Alan-FGR commented 5 years ago

nah, it's not consistent, sometimes filter errors are valid and i get this: ERROR: pFrame->m_savedThread was nullptr.

[Inline Frame] dotnetCore.exe!Thread::InlineReversePInvokeReturn(ReversePInvokeFrame *) Line 1232
    at e:\a\_work\600\s\corert_2607052\src\native\runtime\thread.cpp(1232)
dotnetCore.exe!RhpReversePInvokeReturn2(ReversePInvokeFrame * pFrame) Line 1397
    at e:\a\_work\600\s\corert_2607052\src\native\runtime\thread.cpp(1397)
dotnetCore.exe!Flt2LngOvf()
PhysX_64.dll!runFilterShapeSim(physx::PxFilterInfo & filterInfo, const physx::Sc::FilteringContext & context, const physx::Sc::ShapeSim & e0, const physx::Sc::ShapeSim & e1, const unsigned int fa0, const unsigned int fa1) Line 306
    at c:\projects\physx\physx\source\simulationcontroller\src\scnphasecore.cpp(306)
PhysX_64.dll!filterRbCollisionPairSecondStage(const physx::Sc::FilteringContext & context, const physx::Sc::ShapeSim & s0, const physx::Sc::ShapeSim & s1, bool kine0, bool kine1, const unsigned int fa0, const unsigned int fa1) Line 357
    at c:\projects\physx\physx\source\simulationcontroller\src\scnphasecore.cpp(357)
PhysX_64.dll!filterRbCollisionPair(const physx::Sc::FilteringContext & context, const physx::Sc::ShapeSim & s0, const physx::Sc::ShapeSim & s1) Line 550
    at c:\projects\physx\physx\source\simulationcontroller\src\scnphasecore.cpp(550)
PhysX_64.dll!physx::Sc::NPhaseCore::runOverlapFilters(unsigned int nbToProcess, const physx::Bp::AABBOverlap * pairs, physx::PxFilterInfo * filterInfo, unsigned int & nbToKeep_, unsigned int & nbToSuppress_, unsigned int & nbToCallback_, unsigned int * keepMap, unsigned int * callbackMap) Line 574
    at c:\projects\physx\physx\source\simulationcontroller\src\scnphasecore.cpp(574)
PhysX_64.dll!OverlapFilterTask::runInternal() Line 5745
    at c:\projects\physx\physx\source\simulationcontroller\src\scscene.cpp(5745)
PhysX_64.dll!physx::Cm::Task::run() Line 67
    at c:\projects\physx\physx\source\common\src\cmtask.h(67)
LibSharpPhysX.dll!physx::Ext::DefaultCpuDispatcher::runTask(physx::PxBaseTask & task) Line 97
    at c:\projects\physx\physx\source\physxextensions\src\extdefaultcpudispatcher.h(97)
LibSharpPhysX.dll!physx::Ext::CpuWorkerThread::execute() Line 97
    at c:\projects\physx\physx\source\physxextensions\src\extcpuworkerthread.cpp(97)
PhysXFoundation_64.dll!physx::shdfnd::`anonymous namespace'::PxThreadStart(void * arg) Line 101
    at c:\projects\physx\physx\source\foundation\src\windows\pswindowsthread.cpp(101)

when they're valid they're 0 though, what makes me think that could be happening by chance (since zeroing mem is relatively common and zero objects are normally valid) so that still doesn't rule out that my code could be wrong, but coreclr/netfx they zero that so it's valid.
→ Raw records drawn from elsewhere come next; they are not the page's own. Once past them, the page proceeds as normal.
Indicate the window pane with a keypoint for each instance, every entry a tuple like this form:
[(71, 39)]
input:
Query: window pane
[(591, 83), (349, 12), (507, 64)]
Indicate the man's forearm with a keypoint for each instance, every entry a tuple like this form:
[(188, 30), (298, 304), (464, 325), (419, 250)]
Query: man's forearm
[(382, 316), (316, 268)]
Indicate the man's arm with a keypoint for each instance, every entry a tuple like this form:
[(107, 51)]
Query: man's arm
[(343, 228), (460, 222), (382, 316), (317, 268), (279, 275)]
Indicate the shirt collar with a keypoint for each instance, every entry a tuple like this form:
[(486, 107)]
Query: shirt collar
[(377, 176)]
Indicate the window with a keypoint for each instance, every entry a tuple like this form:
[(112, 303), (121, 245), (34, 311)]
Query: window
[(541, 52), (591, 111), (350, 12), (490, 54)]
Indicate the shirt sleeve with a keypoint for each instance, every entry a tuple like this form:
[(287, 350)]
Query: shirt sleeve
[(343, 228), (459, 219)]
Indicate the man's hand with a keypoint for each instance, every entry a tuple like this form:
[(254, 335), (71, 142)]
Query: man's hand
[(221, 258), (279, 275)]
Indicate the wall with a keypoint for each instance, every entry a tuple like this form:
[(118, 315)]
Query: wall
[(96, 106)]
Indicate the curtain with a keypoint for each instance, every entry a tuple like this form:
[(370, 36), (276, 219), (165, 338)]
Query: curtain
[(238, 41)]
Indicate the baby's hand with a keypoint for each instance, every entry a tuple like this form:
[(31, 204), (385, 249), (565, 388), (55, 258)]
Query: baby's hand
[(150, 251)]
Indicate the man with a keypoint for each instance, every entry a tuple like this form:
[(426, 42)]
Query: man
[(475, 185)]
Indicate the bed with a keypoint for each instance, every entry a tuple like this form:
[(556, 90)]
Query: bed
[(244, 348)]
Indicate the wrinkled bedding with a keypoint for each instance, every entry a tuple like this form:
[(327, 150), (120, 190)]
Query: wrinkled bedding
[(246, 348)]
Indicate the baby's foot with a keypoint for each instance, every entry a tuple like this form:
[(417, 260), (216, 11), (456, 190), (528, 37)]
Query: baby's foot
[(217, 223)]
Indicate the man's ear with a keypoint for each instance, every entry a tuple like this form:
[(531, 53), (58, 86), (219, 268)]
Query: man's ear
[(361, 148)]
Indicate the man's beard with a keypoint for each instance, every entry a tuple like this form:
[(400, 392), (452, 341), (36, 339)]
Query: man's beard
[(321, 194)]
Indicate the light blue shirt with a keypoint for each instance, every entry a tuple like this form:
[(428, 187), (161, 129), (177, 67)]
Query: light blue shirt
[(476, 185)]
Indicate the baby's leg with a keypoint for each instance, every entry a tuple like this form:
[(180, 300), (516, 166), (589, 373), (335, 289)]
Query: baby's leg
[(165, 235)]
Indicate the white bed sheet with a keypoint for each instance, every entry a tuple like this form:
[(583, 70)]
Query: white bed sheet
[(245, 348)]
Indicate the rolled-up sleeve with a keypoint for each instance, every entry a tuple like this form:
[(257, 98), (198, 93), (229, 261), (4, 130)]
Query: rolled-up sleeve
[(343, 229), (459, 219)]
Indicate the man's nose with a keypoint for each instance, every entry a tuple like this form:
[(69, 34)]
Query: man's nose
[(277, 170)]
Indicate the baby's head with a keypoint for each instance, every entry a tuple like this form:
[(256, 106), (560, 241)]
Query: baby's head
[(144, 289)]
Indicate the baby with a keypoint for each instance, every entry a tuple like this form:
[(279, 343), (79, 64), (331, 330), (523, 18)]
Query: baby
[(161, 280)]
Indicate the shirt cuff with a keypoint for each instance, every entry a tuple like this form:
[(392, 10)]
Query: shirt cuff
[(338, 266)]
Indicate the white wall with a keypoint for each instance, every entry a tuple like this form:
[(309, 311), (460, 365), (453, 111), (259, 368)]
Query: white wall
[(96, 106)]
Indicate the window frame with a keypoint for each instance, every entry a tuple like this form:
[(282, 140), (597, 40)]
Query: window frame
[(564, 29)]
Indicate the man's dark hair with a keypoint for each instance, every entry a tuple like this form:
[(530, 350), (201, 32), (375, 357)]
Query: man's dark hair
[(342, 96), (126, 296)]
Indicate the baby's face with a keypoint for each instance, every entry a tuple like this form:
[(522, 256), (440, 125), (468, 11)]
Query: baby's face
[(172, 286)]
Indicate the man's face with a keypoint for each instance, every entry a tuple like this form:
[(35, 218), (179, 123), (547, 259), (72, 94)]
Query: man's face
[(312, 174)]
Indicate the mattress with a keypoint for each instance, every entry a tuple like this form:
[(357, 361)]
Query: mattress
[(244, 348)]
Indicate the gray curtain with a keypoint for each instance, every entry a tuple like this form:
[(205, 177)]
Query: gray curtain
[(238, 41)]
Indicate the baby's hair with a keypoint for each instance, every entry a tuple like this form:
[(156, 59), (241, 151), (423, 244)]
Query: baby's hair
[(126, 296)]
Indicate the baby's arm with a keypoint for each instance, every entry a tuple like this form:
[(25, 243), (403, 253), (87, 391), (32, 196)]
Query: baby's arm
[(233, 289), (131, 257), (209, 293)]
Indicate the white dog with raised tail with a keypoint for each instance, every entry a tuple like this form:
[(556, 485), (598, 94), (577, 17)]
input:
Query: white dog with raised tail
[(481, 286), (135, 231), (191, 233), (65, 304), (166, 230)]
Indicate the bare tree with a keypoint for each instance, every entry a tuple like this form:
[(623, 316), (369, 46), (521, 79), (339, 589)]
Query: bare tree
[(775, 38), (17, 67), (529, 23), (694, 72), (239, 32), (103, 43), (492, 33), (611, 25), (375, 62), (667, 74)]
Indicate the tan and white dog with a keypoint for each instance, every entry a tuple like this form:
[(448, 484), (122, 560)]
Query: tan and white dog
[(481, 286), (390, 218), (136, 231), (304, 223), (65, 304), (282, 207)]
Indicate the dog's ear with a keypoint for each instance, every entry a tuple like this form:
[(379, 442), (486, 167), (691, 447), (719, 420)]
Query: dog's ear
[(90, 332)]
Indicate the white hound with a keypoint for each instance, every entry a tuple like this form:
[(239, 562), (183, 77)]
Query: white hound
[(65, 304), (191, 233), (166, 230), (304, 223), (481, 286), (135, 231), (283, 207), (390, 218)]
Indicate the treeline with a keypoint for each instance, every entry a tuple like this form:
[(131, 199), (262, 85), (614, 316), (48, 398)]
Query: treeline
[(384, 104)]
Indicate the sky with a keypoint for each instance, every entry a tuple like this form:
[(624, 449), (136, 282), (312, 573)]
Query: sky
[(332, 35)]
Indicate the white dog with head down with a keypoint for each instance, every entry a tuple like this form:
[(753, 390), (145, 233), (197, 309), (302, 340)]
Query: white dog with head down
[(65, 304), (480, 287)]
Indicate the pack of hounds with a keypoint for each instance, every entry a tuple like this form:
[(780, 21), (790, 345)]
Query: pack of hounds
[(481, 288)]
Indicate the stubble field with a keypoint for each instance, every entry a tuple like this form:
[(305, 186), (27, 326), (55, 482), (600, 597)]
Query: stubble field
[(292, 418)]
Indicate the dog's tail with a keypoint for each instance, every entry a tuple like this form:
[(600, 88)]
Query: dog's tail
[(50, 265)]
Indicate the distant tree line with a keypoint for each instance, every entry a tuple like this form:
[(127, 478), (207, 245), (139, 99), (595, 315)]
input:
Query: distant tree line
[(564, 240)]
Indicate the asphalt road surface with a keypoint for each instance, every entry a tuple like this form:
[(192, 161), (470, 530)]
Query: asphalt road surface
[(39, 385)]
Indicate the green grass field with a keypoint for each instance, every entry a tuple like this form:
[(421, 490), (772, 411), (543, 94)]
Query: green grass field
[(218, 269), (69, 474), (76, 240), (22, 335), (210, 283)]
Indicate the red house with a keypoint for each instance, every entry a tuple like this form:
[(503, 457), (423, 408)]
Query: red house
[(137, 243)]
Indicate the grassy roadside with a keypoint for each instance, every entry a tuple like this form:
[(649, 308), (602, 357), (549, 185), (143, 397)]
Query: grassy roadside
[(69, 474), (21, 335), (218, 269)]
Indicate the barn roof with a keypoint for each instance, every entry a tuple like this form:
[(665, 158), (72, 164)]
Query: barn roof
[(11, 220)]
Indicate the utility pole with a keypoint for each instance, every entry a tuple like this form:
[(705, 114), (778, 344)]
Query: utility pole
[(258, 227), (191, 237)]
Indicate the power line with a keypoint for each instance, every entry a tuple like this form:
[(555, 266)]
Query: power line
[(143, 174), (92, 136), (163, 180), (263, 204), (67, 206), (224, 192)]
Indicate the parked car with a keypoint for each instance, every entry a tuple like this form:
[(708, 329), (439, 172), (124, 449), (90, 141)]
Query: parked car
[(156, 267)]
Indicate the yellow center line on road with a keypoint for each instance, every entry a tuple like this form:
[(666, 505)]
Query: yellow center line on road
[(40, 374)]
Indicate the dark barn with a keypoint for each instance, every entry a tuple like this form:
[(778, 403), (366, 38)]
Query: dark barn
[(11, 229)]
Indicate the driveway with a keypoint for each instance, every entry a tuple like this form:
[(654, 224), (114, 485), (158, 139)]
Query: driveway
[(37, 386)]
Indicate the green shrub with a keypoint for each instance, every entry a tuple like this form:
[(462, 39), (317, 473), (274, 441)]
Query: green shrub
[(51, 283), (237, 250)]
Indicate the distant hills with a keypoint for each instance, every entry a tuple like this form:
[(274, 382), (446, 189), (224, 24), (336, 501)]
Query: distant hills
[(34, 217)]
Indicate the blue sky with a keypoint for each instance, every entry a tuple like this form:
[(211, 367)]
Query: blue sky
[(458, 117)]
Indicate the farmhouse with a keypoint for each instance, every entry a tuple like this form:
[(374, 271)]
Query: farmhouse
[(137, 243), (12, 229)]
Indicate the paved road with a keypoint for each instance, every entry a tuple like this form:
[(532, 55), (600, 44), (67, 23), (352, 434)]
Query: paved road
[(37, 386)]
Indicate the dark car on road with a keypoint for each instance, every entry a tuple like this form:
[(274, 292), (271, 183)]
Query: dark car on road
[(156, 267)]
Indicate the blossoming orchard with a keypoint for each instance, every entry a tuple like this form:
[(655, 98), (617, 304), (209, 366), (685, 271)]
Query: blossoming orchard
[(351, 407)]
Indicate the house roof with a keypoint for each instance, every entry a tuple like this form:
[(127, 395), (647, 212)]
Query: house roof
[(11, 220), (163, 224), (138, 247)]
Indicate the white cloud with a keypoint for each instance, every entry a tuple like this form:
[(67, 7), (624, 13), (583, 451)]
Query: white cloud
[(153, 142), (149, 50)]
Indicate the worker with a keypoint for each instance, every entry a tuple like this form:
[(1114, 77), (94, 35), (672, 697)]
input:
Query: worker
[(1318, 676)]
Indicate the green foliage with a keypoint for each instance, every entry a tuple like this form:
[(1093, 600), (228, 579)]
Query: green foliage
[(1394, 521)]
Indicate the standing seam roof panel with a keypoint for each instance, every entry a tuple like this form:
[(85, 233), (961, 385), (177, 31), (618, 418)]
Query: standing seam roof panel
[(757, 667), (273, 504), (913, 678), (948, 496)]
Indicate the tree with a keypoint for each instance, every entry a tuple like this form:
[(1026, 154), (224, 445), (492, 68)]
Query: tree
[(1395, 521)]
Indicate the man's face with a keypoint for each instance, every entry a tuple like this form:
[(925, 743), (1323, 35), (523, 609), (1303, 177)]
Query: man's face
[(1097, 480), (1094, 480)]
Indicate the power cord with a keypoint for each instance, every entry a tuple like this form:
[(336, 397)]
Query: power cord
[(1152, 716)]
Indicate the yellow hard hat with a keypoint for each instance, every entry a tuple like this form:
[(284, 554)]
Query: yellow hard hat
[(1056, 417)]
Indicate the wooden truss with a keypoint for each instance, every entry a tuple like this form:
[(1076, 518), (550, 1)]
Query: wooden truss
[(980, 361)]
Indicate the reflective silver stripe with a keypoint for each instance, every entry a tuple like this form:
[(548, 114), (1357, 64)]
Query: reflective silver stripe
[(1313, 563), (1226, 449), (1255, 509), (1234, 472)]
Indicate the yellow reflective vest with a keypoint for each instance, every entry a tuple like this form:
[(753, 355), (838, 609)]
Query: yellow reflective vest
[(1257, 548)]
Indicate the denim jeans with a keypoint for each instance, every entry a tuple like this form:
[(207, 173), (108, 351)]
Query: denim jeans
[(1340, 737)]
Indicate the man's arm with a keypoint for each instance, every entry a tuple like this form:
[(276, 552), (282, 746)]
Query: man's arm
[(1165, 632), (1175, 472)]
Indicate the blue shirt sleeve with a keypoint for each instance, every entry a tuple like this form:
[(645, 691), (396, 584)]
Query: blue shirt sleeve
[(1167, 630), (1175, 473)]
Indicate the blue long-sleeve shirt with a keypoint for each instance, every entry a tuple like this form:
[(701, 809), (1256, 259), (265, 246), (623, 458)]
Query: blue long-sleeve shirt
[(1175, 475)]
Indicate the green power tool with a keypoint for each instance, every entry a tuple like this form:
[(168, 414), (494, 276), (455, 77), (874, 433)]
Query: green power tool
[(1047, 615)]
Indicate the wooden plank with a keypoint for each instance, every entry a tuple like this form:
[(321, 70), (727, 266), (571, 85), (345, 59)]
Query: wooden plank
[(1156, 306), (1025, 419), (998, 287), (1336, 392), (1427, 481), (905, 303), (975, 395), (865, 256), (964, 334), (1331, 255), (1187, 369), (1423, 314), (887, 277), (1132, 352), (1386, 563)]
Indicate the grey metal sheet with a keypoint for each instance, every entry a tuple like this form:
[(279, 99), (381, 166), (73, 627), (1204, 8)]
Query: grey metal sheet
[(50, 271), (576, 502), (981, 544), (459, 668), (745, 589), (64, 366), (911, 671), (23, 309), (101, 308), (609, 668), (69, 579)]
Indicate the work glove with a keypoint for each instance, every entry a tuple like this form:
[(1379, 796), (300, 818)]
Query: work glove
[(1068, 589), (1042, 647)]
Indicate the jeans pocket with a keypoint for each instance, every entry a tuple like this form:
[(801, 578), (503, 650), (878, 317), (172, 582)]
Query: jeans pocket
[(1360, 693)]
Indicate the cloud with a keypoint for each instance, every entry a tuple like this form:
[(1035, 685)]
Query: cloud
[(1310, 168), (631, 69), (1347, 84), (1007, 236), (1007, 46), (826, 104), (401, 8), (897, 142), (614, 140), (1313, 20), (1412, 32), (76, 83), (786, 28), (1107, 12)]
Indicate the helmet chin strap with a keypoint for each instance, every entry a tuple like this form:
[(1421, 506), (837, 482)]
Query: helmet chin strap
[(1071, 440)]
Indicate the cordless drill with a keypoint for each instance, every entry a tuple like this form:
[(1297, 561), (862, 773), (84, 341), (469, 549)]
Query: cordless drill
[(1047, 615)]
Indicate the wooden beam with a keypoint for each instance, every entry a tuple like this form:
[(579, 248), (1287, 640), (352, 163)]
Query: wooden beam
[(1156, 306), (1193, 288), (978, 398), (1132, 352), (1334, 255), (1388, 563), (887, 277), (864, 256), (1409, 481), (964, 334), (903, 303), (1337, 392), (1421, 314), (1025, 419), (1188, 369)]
Even when it's 0 the thing crashes though.

Alan-FGR commented 5 years ago

OK guys, here's some more stuff I figured: the filter shader thing is a function pointer, so to make sure it wasn't my stuff that was wrong I made my own impl like this:

PxFilterFlags SomeFilterShader(
PxFilterObjectAttributes attributes0, PxFilterData filterData0,
PxFilterObjectAttributes attributes1, PxFilterData filterData1,
PxPairFlags& pairFlags, const void* constantBlock, PxU32 constantBlockSize)
{
    printf("filter called\n");
    pairFlags = PxPairFlag::eCONTACT_DEFAULT;
    return PxFilterFlag::eDEFAULT;
}

and that works, when collisions happen that text is printed (so we can rule out wrong pointers and such), but on CoreRT it's printed once and then the errors with the stacks as above happen.

Alan-FGR commented 5 years ago

OK guys, I figured what's the problem, the problem is declaring the function pointer as a delegate (with UnmanagedFunctionPointer attribute). If I use an IntPtr then it works fine on CoreRT! :smiley:. I'm not sure whether that's a bug, maybe lacking impl for that attribute, or if that's just me not doing stuff correctly (as usual :trollface:).

Alan-FGR commented 5 years ago

I think the problem is that I assumed the UnmanagedFunctionPointer would actually turn a C# delegate into an actual function pointer what's not the case. The inconsistency is still there, but the code wasn't sound to begin with.